Rural communities in developing countries could become part of the multi-billion dollar carbon-offset market if a project to assess the amount of carbon stored in vegetation and soils proves successful. The three-year Carbon Benefits Project, launched by the UN Environment Programme (UNEP), will develop and test standardized procedures for measuring and monitoring carbon in soil and vegetation across complex agricultural and forestry systems; pilot areas are located in Brazil, China, Kenya, Niger and Nigeria. The project will also develop modelling tools to establish the carbon benefits of sustainable land management interventions in terms of protected or enhanced carbon stocks and reduced greenhouse-gas emissions. Different tools will be developed for application at the national, regional and farm-scale level.
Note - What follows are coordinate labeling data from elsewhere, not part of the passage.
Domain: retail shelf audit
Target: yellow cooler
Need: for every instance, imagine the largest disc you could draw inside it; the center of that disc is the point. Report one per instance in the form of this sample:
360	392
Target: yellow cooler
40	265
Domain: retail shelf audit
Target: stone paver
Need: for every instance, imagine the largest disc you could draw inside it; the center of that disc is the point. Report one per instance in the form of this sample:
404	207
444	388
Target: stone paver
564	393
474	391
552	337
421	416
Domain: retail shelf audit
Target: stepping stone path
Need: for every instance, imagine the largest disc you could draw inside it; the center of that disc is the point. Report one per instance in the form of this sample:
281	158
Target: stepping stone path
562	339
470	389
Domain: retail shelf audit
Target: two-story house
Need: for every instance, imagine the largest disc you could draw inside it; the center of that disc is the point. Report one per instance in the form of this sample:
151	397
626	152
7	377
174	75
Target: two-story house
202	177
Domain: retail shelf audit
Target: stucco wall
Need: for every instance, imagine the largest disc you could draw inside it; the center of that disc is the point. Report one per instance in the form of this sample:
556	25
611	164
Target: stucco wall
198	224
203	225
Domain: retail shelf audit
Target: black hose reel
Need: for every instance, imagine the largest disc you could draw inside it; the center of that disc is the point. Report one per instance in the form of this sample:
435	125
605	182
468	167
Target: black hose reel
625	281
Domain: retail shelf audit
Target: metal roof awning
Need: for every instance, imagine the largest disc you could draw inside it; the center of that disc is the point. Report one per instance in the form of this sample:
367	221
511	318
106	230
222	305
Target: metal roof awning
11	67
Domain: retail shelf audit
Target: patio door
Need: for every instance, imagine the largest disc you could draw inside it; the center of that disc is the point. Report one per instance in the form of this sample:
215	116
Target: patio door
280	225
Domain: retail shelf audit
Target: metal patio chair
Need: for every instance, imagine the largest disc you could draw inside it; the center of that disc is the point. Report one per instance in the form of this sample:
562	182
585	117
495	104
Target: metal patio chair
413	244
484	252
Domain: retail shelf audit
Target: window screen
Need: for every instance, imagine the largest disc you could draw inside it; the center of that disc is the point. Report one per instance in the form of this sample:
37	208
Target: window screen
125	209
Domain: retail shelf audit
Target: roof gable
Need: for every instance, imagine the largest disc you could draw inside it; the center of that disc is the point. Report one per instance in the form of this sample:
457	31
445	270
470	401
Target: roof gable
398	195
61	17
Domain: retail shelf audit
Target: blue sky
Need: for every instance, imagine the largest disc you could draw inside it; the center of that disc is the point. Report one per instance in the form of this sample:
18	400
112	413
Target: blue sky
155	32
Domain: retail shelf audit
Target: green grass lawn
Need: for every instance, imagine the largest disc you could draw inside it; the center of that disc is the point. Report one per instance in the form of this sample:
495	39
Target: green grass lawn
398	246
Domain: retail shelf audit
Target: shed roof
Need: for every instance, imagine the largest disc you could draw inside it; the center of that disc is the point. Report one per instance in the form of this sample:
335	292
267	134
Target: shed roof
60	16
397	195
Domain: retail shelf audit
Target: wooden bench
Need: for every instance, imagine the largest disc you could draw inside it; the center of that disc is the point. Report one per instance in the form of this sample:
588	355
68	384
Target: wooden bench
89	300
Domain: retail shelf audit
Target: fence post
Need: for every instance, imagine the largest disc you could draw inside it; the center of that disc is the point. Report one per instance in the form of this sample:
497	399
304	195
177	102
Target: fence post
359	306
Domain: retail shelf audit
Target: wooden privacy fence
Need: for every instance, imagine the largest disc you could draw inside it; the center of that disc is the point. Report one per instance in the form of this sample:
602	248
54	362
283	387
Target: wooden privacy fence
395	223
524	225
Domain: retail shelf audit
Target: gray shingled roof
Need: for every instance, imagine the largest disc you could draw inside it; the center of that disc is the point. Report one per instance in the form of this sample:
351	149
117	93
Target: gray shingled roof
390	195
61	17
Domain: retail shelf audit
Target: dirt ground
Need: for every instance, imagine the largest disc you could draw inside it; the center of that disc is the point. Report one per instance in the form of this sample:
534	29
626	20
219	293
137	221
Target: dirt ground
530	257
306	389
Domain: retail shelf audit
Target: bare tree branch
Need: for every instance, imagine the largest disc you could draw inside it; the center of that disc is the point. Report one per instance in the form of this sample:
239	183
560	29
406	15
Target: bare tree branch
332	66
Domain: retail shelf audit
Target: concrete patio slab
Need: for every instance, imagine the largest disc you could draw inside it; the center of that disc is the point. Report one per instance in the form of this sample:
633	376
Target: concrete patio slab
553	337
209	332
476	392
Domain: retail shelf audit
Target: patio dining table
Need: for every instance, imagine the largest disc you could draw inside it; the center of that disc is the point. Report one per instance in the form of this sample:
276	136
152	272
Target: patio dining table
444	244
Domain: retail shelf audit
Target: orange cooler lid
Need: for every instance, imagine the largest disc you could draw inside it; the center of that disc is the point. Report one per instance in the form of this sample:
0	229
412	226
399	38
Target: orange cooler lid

The project is an innovative way to help mitigate climate change through adoption of sustainable land use management. It offers a new solution to a persistent problem: how to measure terrestrial carbon, particularly in complex landscapes. The project will provide a standardized, cost effective system that integrates the latest remote sensing technology and analysis, ground-based measurement, and new modelling tools; it will be made available freely as a web-accessible system, hosted by UNEP. The integrated system will help project managers to quantify carbon as a global environmental benefit in resource management projects using consistent, standardized procedures. If the project works well, a significant step will have been made towards helping smallholders to benefit from the rewards offered by carbon markets.
Project specifics
The project is co-funded by the Global Environment Facility (GEF), a leading global environmental public financial institution, and implemented by UNEP’s Division of Early Warning and Assessment (UNEP-DEWA). It is being implemented by an international consortium of scientists from five test case countries (Brazil, China, Kenya, Niger, Nigeria), the Netherlands (ISRIC – World Soil Information), United Kingdom and the USA; it also involves collaboration with farming communities from the test case countries.
The measurement and monitoring protocol component of the project will be developed in 18 months; the modelling and capacity building work will go on for three years when the project ends.
ISRIC – World Soil Information, an independent foundation affiliated with Wageningen UR, will provide global reference data on soil organic carbon stocks and changes - across the range of world climate zones, soil types and land use – derived from historic data; these can be used as default values for modelling applications at national scale, for data poor regions. More detailed data, derived from field monitoring and long-term chrosequence studies, are needed at project-level to verify projections from the process-based models. These data sets will be compiled and used for model validation by the respective test case partners.